/unilist

📑 Loads any newline-separated file as a generator.

Primary LanguagePythonMIT LicenseMIT

Unilist

📑 Load any newline-separated file as a generator.

Currently supporting files located in local filesystem, HTTP(s) endpoint, S3 URI and plaintext, CSV and JSONL formats.

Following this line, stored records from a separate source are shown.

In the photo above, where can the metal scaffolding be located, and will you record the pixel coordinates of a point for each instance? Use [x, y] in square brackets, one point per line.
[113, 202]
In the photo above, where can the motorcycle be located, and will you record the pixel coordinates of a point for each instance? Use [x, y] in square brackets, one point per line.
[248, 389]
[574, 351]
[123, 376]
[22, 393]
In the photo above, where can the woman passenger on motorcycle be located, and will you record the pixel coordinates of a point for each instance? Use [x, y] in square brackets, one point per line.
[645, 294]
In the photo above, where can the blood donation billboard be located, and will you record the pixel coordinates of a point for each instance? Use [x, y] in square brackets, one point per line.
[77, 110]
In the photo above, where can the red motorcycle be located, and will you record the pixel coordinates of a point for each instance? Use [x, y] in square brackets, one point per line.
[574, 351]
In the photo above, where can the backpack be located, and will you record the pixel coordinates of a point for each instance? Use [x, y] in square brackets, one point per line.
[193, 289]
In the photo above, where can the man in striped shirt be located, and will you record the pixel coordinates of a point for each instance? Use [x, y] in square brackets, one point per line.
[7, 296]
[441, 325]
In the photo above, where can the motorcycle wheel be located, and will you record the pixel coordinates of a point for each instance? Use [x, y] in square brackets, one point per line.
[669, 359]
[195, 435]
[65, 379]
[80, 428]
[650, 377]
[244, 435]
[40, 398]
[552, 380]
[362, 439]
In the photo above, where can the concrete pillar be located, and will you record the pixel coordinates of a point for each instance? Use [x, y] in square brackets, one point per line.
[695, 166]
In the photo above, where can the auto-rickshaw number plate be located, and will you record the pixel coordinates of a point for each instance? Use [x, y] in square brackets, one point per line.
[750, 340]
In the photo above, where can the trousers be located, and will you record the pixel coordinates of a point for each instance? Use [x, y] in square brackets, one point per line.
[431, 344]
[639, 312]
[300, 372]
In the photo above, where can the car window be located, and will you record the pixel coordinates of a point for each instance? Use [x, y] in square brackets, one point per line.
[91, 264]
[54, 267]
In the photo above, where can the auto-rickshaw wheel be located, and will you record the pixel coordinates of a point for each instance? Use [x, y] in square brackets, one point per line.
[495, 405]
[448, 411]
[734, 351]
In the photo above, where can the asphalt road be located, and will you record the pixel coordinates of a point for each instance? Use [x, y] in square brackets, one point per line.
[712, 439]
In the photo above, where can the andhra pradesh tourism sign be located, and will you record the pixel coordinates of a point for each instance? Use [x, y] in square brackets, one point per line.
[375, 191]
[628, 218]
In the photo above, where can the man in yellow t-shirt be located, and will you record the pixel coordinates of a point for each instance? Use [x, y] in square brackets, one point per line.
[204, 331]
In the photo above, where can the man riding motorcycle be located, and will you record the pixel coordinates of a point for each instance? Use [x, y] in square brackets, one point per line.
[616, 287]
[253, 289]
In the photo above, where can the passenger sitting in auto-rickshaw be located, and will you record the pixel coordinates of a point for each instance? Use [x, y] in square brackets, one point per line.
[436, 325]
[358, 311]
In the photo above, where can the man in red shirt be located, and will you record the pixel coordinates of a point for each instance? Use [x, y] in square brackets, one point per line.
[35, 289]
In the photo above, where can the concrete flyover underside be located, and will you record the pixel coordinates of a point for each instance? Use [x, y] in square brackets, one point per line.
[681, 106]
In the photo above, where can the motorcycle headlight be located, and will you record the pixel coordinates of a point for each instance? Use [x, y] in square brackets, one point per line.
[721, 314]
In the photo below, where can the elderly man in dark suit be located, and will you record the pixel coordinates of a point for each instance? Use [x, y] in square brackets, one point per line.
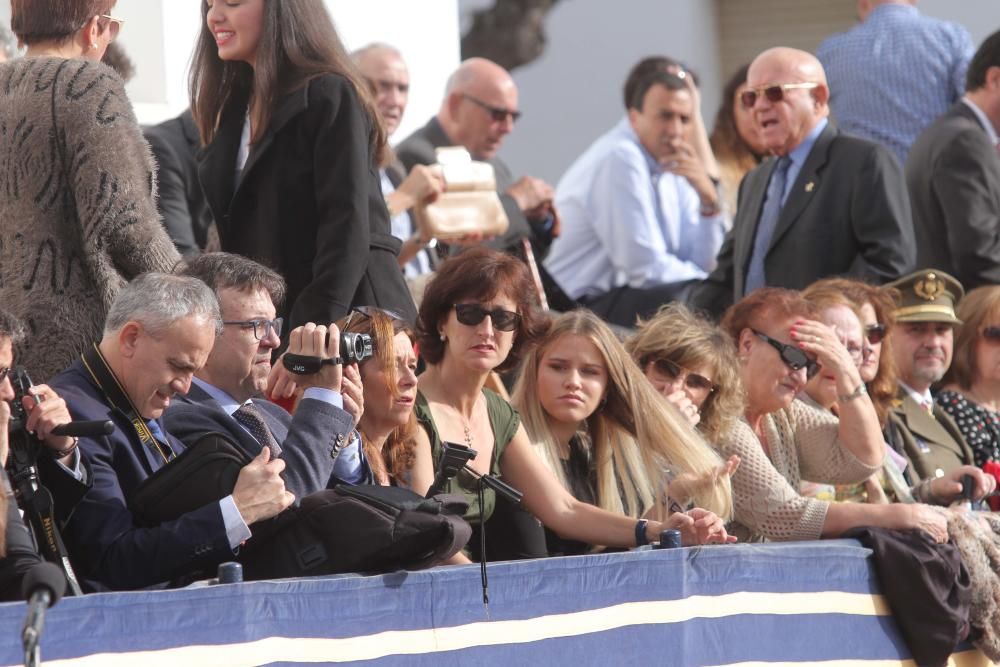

Alternatively, you can setup your own virtual URLs.

Install

Install and update using pip:

pip install unilist

Usage

from unilist import Unilist

lines = list(Unilist('./file.txt')))
print(lines)

csv = list(Unilist('https://example.com/file.csv'))
print(csv)

# requires Unilist.setup({ ... })
# or /usr/local/bin/aws
records = list(Unilist('s3://example/file.jsonl.gz'))
print(records)

S3 setup

boto3

If you don't mind extra dependency (boto3), install with

pip install unilist[boto3]

Example setup

Unilist.setup({
    's3': {
      'aws_access_key': '___your_access_key___',
      'aws_secret_access_key': '___your_secret_key___',
    },
})

awscli

Alternatively, you can provide a path to aws binary.

Unilist.setup({
  's3': {
    'aws_bin': '/usr/local/bin/aws'
  }
})

Integration

pandas

import pandas as pd
df = pd.DataFrame(Unilist('vfs://path/to/file.jsonl'))

Configuration

Unilist.setup({
    's3': {
      'cache_dir': '/tmp',
      'aws_access_key': '___your_access_key___',
      'aws_secret_access_key': '___your_secret_key___',
    },
    'virtual': {
      'vfs': '/custom/root/path',
      'c4': './local/c4',
    },
    'http': {
      'headers': {
        'accept': 'text/plain',
      },
      'encoding': 'utf-8',
    },
    'jsonl': {},
})

Development

Install from source

git clone git@github.com:petlack/unilist.git
pip install -e .
pip install -e .[boto3]

Run tests

pipenv run pytest

Meta

CONTRIBUTING

LICENSE (MIT)